Sun Dec 8th through Sat the 14th, 2019 at Vancouver Convention Center
The paper presents a very interesting idea: uses combinatorial methods only for projecting neural (or hybrid neural-symbolic) functions to the programmatic space. The projection operator uses program synthesis via imitation learning such as Dagger. The paper does not clearly explain why projection is much easier than searching in program space. A detailed explanation with an example will be needed. The evaluation results are very weak. It uses very simple RL tasks. The dropbox link https://www.dropbox.com/sh/qsgxk76xg9t5ow3/AACyJIkqwhrO9EUmVa6SIrJva?dl=0 does not have the code. The folder is empty. ---after author feedback and reading other reviews--- The authors have addressed some of my concerns: projection via imitation learning is easier, and provided the code and a video comparing with NDPS. The authors did not address my question on evaluation well. Although TORCS tasks are important, a single environment is not enough for evaluation. In particular, when can IPPG learn effectively via imitation learning can not be established via TORCS itself. Online imitation learning may be hard in many application domains. Can you leverage offline demonstrations? As a result, the paper still needs lots of improvement. However, I am willing to increase my rating to 6 given some of my concerns are addressed.

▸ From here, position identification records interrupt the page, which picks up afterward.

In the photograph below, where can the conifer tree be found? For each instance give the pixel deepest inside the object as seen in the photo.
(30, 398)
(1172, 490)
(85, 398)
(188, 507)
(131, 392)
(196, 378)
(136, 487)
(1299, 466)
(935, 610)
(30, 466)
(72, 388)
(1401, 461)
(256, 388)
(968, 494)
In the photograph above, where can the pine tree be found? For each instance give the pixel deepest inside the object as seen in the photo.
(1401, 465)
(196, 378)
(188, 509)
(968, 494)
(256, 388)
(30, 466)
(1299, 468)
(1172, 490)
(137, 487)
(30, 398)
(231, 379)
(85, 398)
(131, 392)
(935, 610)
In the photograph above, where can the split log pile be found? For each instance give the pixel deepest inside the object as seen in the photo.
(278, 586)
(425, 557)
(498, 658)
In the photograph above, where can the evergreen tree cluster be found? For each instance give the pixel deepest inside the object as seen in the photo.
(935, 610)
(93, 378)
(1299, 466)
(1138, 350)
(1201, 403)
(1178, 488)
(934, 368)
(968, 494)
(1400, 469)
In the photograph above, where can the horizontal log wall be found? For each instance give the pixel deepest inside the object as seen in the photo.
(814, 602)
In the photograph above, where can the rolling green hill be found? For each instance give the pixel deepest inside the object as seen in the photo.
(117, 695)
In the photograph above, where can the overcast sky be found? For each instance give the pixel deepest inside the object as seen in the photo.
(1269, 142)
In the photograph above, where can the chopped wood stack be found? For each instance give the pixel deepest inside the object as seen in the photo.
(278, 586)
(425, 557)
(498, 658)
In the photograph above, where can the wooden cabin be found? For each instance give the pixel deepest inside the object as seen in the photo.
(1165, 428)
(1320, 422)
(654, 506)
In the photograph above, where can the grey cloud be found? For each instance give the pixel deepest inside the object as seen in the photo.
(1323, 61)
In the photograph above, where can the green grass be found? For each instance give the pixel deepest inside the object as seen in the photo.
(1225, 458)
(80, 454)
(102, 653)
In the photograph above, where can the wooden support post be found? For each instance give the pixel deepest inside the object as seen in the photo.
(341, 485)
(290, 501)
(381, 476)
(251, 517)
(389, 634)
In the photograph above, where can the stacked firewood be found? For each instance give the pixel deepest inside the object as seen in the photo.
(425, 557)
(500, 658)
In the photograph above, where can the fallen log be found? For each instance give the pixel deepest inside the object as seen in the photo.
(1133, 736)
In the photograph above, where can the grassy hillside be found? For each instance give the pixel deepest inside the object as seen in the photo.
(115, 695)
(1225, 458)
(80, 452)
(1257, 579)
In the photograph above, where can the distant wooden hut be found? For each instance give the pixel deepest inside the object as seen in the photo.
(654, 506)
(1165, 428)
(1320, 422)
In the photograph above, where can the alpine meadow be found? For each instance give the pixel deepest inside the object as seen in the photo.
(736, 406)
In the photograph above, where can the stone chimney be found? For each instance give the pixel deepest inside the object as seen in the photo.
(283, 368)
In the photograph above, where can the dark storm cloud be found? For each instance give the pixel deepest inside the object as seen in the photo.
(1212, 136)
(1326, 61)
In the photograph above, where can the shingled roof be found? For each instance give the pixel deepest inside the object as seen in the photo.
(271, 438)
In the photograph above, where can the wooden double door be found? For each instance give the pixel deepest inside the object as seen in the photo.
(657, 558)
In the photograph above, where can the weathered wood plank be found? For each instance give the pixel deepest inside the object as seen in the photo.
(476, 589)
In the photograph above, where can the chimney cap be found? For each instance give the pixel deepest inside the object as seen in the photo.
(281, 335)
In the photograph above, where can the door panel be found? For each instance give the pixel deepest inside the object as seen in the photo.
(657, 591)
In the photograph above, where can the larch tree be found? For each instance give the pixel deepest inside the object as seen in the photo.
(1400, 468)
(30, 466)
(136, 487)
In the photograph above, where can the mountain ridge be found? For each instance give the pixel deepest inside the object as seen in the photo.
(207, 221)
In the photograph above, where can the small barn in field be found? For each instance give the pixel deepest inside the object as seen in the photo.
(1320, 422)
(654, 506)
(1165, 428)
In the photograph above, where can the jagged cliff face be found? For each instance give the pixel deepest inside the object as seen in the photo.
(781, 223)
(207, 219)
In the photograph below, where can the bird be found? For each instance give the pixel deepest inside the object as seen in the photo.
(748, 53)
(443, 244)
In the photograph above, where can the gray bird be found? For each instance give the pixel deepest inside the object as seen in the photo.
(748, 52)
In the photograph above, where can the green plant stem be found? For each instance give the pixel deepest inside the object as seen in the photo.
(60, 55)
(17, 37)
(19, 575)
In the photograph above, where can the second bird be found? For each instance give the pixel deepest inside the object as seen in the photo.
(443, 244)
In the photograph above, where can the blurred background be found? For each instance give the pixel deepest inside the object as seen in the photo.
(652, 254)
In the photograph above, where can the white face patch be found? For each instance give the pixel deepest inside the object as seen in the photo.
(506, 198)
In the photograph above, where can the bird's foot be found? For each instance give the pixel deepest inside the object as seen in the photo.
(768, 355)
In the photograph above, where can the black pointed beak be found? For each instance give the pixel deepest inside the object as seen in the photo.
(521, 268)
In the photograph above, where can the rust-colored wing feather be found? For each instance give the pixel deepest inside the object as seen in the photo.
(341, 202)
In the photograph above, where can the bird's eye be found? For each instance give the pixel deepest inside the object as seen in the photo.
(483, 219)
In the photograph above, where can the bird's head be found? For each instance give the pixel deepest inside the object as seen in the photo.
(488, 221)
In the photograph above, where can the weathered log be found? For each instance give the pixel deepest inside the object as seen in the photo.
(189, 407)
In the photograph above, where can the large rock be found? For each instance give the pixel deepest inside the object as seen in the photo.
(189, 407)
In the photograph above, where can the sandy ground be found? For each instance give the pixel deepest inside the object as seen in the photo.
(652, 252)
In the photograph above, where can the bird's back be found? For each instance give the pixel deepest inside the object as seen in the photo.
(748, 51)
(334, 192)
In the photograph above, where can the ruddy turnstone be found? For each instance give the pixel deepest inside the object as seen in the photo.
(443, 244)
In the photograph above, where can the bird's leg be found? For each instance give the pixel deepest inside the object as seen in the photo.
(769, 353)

Very nice work. Some minor comments: 1. As in so many NIPS and ICML papers I review these days, the scholarship is somewhat shoddy. There's a vast literature of work on mirror descent based RL, including mirror-descent based safe policy gradient (Thomas et al, NIPS 2013), mirror-descent based sparse Q-learning (Mahadevan and Liu, UAI 2012), mirror-descent based gradient TD (Liu et al, UAI 2015, JAIR 2019), and many more articles in this vein. Please do a more thorough literature review. 2. From the results of Thomas et al., NIPS 2013, one can reinterpret your learning algorithm (Section 3) as doing natural gradient updates. Please read Thomas et al., and summarize your ideas from this perspective. 3. Following Mahadevan and Liu's work on sparse Q-learning, can you provide any sparsity guarantees on your learned policies (which would help in their interpretability). 4. Table 1 needs to be augmented with some of these earlier mirror-descent based approaches.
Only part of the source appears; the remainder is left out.